Intellectually, we researchers understand that the marketer’s goal is to sell more stuff. We get that the sales team wants to sell more stuff, that most of the time the advertising folk want their output to lead to greater sales, manufacturing would love to add another line or another shift, and the finance guys would be happy with more revenue too. Our problem is, we often don’t focus our efforts on what marketers can do to sell more stuff.
And our bigger problem may be that we think we do.
Back in 2006, I gave a talk about the dangers of shifting to a “consumer insights” approach to marketing research. My argument was that the need to come up with insights takes us away from doing good research that would actually help our companies/clients sell more stuff. Alex Batchelor gave a great talk at IIeX Atlanta this past summer in which he pointed out this same fallacy – research is not about insights. He took it a step further and pushed for behavior change (or as he would write, behaviour change) as the goal of research. This would be a radical shift for our industry, perhaps as radical as when we were silly enough to adopt the consumer insights mantle. But this may be what we need to get back on the team and in the game.

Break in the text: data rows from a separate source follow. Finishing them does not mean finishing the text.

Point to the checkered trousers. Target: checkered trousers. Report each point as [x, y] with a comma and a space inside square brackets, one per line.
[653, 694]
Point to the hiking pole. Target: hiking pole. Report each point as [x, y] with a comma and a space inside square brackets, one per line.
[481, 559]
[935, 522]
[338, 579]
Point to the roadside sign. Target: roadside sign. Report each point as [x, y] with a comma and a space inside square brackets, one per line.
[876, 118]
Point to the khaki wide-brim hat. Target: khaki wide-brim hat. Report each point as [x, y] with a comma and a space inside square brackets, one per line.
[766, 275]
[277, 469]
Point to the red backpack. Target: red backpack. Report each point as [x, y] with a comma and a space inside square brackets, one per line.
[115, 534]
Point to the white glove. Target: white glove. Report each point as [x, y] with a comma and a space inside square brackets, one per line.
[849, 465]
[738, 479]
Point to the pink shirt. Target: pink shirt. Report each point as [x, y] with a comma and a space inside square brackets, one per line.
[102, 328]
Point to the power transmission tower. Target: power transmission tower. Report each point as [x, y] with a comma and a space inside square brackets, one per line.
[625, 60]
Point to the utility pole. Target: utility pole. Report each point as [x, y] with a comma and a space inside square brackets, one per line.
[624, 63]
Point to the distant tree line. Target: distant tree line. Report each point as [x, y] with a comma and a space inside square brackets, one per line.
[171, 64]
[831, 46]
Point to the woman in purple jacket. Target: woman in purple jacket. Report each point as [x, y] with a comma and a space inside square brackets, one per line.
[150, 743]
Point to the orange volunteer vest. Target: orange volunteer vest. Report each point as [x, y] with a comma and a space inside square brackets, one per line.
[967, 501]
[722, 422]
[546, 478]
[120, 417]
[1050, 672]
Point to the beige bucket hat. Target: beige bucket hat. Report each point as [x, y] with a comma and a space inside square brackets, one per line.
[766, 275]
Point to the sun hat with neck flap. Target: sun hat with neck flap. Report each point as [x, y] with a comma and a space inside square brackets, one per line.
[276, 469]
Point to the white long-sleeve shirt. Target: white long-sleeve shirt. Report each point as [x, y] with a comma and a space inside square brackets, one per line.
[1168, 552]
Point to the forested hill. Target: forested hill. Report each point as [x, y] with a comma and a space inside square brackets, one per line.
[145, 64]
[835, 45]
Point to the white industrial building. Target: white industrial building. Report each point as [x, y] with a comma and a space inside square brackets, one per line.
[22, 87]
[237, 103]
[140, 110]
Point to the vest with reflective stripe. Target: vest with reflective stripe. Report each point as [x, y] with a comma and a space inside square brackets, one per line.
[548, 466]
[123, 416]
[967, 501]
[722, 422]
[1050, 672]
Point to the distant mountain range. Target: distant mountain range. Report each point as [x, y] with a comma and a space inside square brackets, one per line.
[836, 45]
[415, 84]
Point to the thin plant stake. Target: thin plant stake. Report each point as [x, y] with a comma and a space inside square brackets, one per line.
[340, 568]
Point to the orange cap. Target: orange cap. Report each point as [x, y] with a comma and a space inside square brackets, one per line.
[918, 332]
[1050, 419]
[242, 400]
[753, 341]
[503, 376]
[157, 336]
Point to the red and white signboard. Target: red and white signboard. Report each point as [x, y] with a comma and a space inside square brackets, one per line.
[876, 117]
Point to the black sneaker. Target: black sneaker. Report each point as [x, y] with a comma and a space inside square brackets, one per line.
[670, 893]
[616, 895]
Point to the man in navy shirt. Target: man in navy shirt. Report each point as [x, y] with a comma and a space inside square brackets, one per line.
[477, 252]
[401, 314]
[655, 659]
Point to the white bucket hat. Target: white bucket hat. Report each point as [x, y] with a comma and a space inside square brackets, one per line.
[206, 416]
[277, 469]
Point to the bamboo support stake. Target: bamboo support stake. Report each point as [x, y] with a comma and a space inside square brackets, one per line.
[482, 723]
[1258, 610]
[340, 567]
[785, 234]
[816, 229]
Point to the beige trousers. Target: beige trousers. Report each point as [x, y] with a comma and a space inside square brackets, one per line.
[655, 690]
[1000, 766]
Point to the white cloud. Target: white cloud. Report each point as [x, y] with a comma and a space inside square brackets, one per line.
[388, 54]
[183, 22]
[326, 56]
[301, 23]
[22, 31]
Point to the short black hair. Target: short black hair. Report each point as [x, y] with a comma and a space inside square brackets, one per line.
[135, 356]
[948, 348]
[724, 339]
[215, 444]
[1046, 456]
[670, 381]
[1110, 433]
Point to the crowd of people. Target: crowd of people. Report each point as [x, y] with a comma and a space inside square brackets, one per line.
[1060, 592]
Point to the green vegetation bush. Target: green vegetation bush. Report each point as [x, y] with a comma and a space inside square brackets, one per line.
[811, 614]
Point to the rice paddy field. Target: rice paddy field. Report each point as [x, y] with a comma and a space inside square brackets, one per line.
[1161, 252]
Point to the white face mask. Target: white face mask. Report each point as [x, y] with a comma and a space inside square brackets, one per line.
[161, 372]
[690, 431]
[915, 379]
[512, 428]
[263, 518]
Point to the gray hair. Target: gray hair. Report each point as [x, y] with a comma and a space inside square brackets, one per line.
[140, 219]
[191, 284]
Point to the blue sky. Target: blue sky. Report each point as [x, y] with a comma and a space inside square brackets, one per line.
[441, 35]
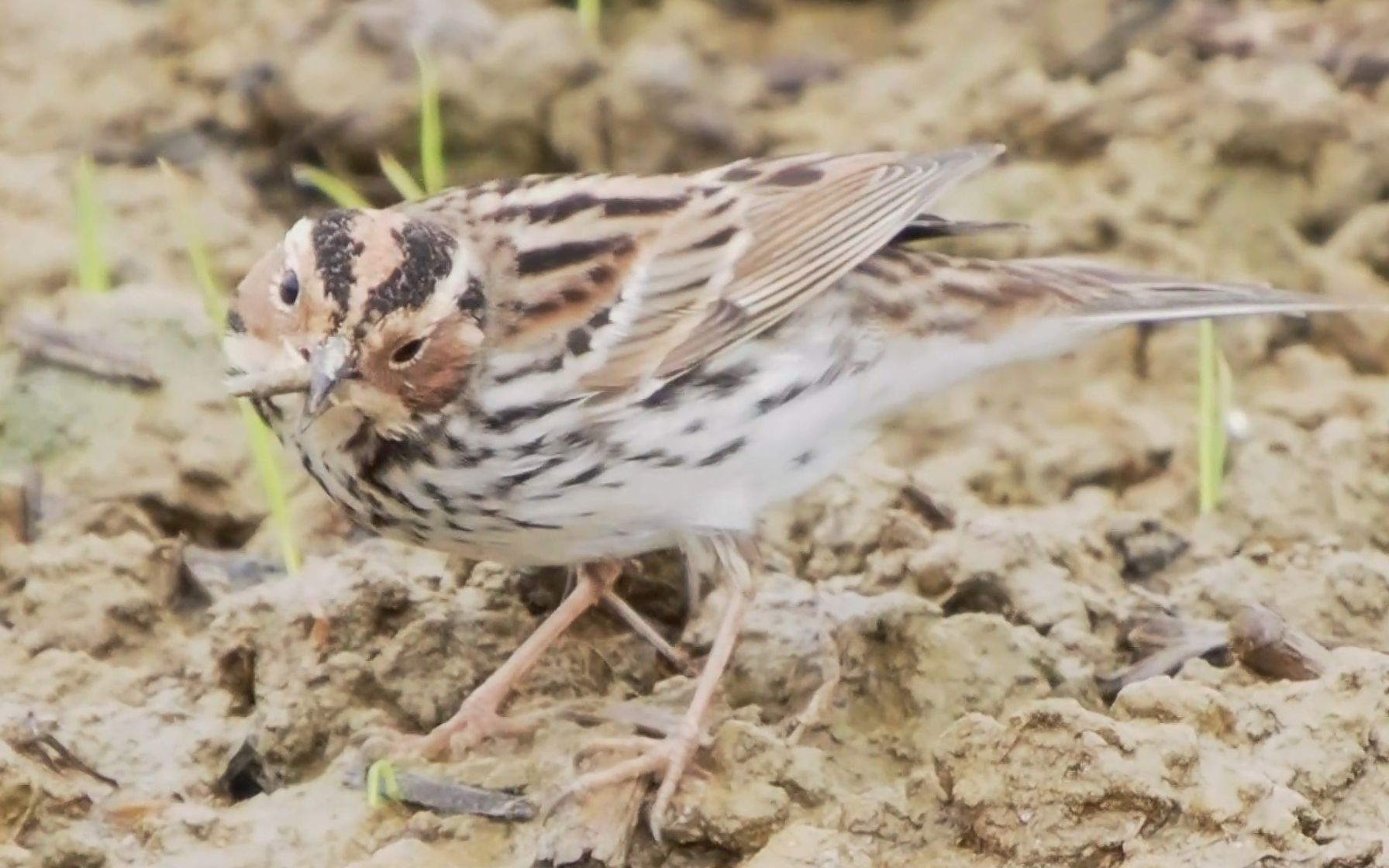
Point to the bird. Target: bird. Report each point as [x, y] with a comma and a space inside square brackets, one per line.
[580, 368]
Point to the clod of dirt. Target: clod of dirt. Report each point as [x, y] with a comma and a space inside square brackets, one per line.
[1145, 545]
[1057, 784]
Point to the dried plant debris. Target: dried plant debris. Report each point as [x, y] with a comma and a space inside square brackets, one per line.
[1256, 636]
[43, 339]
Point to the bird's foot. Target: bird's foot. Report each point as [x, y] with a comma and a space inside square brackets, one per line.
[667, 757]
[475, 721]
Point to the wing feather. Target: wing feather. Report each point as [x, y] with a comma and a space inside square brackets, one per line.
[643, 278]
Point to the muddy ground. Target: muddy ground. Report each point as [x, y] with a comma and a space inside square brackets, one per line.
[929, 673]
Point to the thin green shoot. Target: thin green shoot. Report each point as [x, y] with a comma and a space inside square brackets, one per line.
[342, 193]
[1211, 407]
[431, 126]
[266, 456]
[381, 784]
[260, 439]
[207, 282]
[400, 178]
[93, 274]
[591, 16]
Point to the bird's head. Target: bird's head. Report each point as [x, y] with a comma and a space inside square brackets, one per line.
[388, 312]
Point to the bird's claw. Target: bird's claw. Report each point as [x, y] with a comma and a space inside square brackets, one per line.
[667, 757]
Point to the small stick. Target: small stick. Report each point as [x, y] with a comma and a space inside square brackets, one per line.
[268, 384]
[1166, 645]
[1270, 646]
[57, 345]
[446, 797]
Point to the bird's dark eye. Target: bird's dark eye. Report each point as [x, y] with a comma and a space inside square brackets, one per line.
[406, 353]
[289, 289]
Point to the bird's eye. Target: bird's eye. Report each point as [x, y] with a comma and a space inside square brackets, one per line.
[289, 289]
[406, 353]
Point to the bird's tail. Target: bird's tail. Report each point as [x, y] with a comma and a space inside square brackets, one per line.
[1108, 294]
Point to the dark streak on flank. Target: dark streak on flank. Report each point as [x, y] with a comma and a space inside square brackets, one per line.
[578, 342]
[722, 381]
[474, 300]
[427, 259]
[506, 420]
[568, 253]
[589, 475]
[533, 525]
[333, 249]
[514, 480]
[722, 452]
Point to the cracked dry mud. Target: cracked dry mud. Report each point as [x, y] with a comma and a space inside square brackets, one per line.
[949, 610]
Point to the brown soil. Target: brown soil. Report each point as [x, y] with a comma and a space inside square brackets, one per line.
[927, 677]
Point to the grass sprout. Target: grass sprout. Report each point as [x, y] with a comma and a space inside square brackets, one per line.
[260, 439]
[431, 154]
[93, 274]
[1213, 405]
[591, 16]
[431, 126]
[381, 784]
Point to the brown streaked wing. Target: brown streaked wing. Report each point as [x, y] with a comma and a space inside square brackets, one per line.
[812, 221]
[619, 266]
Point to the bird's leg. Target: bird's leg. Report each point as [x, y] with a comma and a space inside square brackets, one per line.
[645, 629]
[639, 625]
[480, 715]
[670, 756]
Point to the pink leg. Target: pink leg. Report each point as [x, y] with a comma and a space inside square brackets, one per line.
[671, 756]
[480, 715]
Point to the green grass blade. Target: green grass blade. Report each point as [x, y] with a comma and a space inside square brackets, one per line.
[260, 439]
[591, 16]
[93, 274]
[400, 178]
[214, 299]
[431, 126]
[342, 193]
[1211, 406]
[264, 453]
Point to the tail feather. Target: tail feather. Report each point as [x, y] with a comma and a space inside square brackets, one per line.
[1103, 294]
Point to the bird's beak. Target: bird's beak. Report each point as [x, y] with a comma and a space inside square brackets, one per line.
[327, 367]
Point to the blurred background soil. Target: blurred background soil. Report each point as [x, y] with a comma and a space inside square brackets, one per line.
[929, 673]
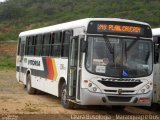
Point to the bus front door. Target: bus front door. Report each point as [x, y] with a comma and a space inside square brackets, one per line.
[73, 86]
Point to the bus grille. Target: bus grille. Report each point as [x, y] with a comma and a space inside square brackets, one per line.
[119, 84]
[119, 99]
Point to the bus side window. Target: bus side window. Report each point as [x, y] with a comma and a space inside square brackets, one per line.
[65, 43]
[31, 45]
[19, 43]
[46, 44]
[26, 47]
[38, 46]
[56, 44]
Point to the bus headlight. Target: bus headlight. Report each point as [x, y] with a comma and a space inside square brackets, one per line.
[93, 88]
[144, 89]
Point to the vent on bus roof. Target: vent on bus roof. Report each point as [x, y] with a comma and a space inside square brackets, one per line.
[119, 84]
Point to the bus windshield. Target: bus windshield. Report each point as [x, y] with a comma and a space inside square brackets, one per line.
[119, 57]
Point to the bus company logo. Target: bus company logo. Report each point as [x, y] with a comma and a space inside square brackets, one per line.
[34, 62]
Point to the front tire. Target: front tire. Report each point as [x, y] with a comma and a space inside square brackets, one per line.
[65, 103]
[29, 88]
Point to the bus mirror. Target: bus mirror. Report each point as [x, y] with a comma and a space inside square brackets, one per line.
[83, 45]
[156, 53]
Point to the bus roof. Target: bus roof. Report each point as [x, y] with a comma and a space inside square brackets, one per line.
[74, 24]
[156, 31]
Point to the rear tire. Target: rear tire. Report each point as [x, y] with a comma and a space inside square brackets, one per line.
[65, 103]
[29, 88]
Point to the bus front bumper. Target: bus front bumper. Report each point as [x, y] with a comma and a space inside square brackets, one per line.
[90, 98]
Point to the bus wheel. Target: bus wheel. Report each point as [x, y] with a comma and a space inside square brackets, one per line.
[65, 103]
[30, 90]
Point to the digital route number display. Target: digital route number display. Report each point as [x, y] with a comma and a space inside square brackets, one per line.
[119, 28]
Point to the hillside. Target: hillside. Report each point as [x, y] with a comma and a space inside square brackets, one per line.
[21, 15]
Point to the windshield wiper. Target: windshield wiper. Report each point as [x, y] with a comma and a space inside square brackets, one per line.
[132, 44]
[108, 44]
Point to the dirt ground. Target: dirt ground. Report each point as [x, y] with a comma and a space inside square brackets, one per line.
[17, 104]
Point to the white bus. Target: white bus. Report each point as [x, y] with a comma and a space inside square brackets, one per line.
[92, 61]
[156, 78]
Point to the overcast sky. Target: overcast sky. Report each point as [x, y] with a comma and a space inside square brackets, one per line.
[2, 0]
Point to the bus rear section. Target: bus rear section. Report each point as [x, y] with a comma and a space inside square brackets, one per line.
[109, 62]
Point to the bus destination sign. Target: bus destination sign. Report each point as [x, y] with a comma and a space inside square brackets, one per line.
[119, 28]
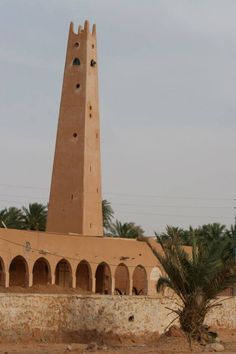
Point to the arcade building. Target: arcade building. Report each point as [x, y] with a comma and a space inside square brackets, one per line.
[73, 251]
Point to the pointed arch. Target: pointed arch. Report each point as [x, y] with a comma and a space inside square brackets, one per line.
[103, 279]
[19, 272]
[63, 274]
[122, 280]
[139, 281]
[41, 272]
[84, 276]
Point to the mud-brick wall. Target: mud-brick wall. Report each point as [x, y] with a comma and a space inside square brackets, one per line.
[66, 317]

What do we do differently if we’re focused on behavior change?
What do we do instead? Easy – we get smarter.
Most importantly, we recognize that the marketer has got to change consumer and shopper behavior in order for our team to win. We focus our research skills on figuring out what will produce a change in behavior and go do that. And we automate the rest. It’s like the old joke: How many psychologists does it take to change a light bulb? One, but the light bulb really has to want to get changed. Marketers need to get the light bulb to want to change and researchers need to help them figure out how to do that.